Sorry! Older bugreport.
Sorry! Older bugreport.
I just gave a run of the simplier “hanging” query on DB Browser for SQLite which I reformatted for clarity:
SELECT "CalcLen", "Length", "A"."BlocksetID", "File"."Path" FROM ( SELECT "A"."ID" AS "BlocksetID", IFNULL("B"."CalcLen", 0) AS "CalcLen", "A"."Length" FROM "Blockset" A LEFT OUTER JOIN ( SELECT "BlocksetEntry"."BlocksetID", SUM("Block"."Size") AS "CalcLen" FROM "BlocksetEntry" LEFT OUTER JOIN "Block" ON "Block"."ID" = "BlocksetEntry"."BlockID" GROUP BY "BlocksetEntry"."BlocksetID" ) B ON "A"."ID" = "B"."BlocksetID" ) A, "File" WHERE "A"."BlocksetID" = "File"."BlocksetID" AND "A"."CalcLen" != "A"."Length"
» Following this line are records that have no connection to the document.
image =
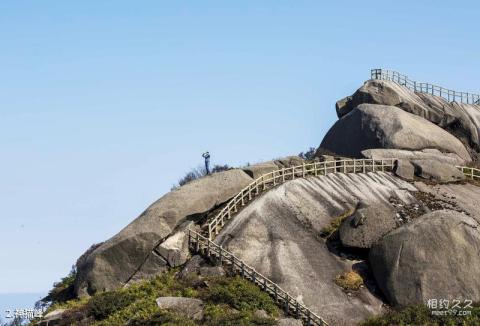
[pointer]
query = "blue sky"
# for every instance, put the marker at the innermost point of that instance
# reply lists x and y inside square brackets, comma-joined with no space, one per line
[105,104]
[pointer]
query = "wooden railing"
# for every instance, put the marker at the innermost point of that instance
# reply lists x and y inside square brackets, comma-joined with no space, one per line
[471,173]
[206,247]
[280,176]
[449,95]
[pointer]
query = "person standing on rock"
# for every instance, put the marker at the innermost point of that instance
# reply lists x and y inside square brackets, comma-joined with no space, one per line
[206,156]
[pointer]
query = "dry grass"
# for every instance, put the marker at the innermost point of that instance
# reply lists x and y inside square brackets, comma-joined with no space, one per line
[349,280]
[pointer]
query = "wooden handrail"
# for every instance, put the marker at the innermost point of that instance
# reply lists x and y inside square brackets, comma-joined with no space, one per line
[447,94]
[205,246]
[277,177]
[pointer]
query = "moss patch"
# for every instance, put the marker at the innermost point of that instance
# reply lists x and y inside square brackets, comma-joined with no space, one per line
[349,281]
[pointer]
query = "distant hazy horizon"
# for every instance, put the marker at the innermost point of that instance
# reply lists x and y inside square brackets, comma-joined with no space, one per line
[105,105]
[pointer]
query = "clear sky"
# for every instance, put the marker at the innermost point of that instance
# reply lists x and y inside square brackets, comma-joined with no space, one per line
[105,104]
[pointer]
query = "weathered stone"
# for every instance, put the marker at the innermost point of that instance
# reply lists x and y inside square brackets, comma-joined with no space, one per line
[435,256]
[289,161]
[175,248]
[257,170]
[192,266]
[153,265]
[289,322]
[212,271]
[378,126]
[261,314]
[424,154]
[343,106]
[387,93]
[114,262]
[461,120]
[191,308]
[437,171]
[270,235]
[404,169]
[366,226]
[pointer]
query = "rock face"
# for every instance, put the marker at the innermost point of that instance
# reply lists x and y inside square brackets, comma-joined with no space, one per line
[257,170]
[366,226]
[436,256]
[379,126]
[462,120]
[116,261]
[437,171]
[404,169]
[191,308]
[270,235]
[424,154]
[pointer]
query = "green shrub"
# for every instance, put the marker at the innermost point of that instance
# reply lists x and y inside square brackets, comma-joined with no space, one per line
[104,304]
[163,317]
[62,291]
[224,315]
[228,300]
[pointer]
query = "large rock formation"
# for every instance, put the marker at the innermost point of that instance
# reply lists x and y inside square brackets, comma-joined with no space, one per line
[366,226]
[462,120]
[277,234]
[117,260]
[435,256]
[378,126]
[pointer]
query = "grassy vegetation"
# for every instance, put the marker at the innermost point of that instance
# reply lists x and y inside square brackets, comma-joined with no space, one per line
[349,280]
[422,315]
[228,301]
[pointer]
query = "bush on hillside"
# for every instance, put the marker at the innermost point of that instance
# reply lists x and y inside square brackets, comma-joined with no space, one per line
[228,301]
[62,291]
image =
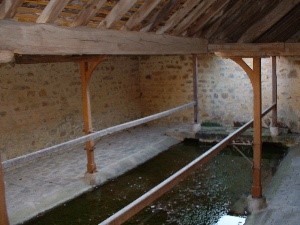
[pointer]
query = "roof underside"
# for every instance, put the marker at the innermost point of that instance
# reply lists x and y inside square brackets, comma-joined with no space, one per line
[218,21]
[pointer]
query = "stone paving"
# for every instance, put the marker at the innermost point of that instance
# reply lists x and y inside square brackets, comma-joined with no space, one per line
[40,185]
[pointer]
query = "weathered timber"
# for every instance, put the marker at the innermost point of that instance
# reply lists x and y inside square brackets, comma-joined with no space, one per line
[93,136]
[116,13]
[6,56]
[3,208]
[89,11]
[52,10]
[192,17]
[141,14]
[178,16]
[34,59]
[43,39]
[268,21]
[210,13]
[146,199]
[255,49]
[8,8]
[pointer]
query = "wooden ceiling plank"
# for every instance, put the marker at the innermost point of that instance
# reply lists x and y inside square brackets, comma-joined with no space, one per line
[8,8]
[42,39]
[141,14]
[89,11]
[178,16]
[163,13]
[212,11]
[255,49]
[185,23]
[268,21]
[116,13]
[51,11]
[213,29]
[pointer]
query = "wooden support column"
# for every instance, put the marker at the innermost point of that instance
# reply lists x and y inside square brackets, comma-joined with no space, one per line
[195,89]
[3,209]
[255,77]
[86,70]
[274,92]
First of all I needed to manually run the commands below taken from the Duplicati/Library/Main/Database/Database schema/Schema.sql file as the database @Kahomono sent didn’t have these tables and view:
/* The PathPrefix contains a set of path prefixes, used to minimize the space required to store paths */ CREATE TABLE "PathPrefix" ( "ID" INTEGER PRIMARY KEY, "Prefix" TEXT NOT NULL ); CREATE UNIQUE INDEX "PathPrefixPrefix" ON "PathPrefix" ("Prefix"); /* The FileLookup table contains an ID for each path and each version of the data and metadata */ CREATE TABLE "FileLookup" ( "ID" INTEGER PRIMARY KEY, "PrefixID" INTEGER NOT NULL, "Path" TEXT NOT NULL, "BlocksetID" INTEGER NOT NULL, "MetadataID" INTEGER NOT NULL ); /* Fast path based lookup, single properties are auto-indexed */ CREATE UNIQUE INDEX "FileLookupPath" ON "FileLookup" ("PrefixID", "Path", "BlocksetID", "MetadataID"); /* The File view contains an ID for each path and each version of the data and metadata */ CREATE VIEW "File" AS SELECT "A"."ID" AS "ID", "B"."Prefix" || "A"."Path" AS "Path", "A"."BlocksetID" AS "BlocksetID", "A"."MetadataID" AS "MetadataID" FROM "FileLookup" "A", "PathPrefix" "B" WHERE "A"."PrefixID" = "B"."ID";
Any ideias why the sent database didn’t contain these tables and view?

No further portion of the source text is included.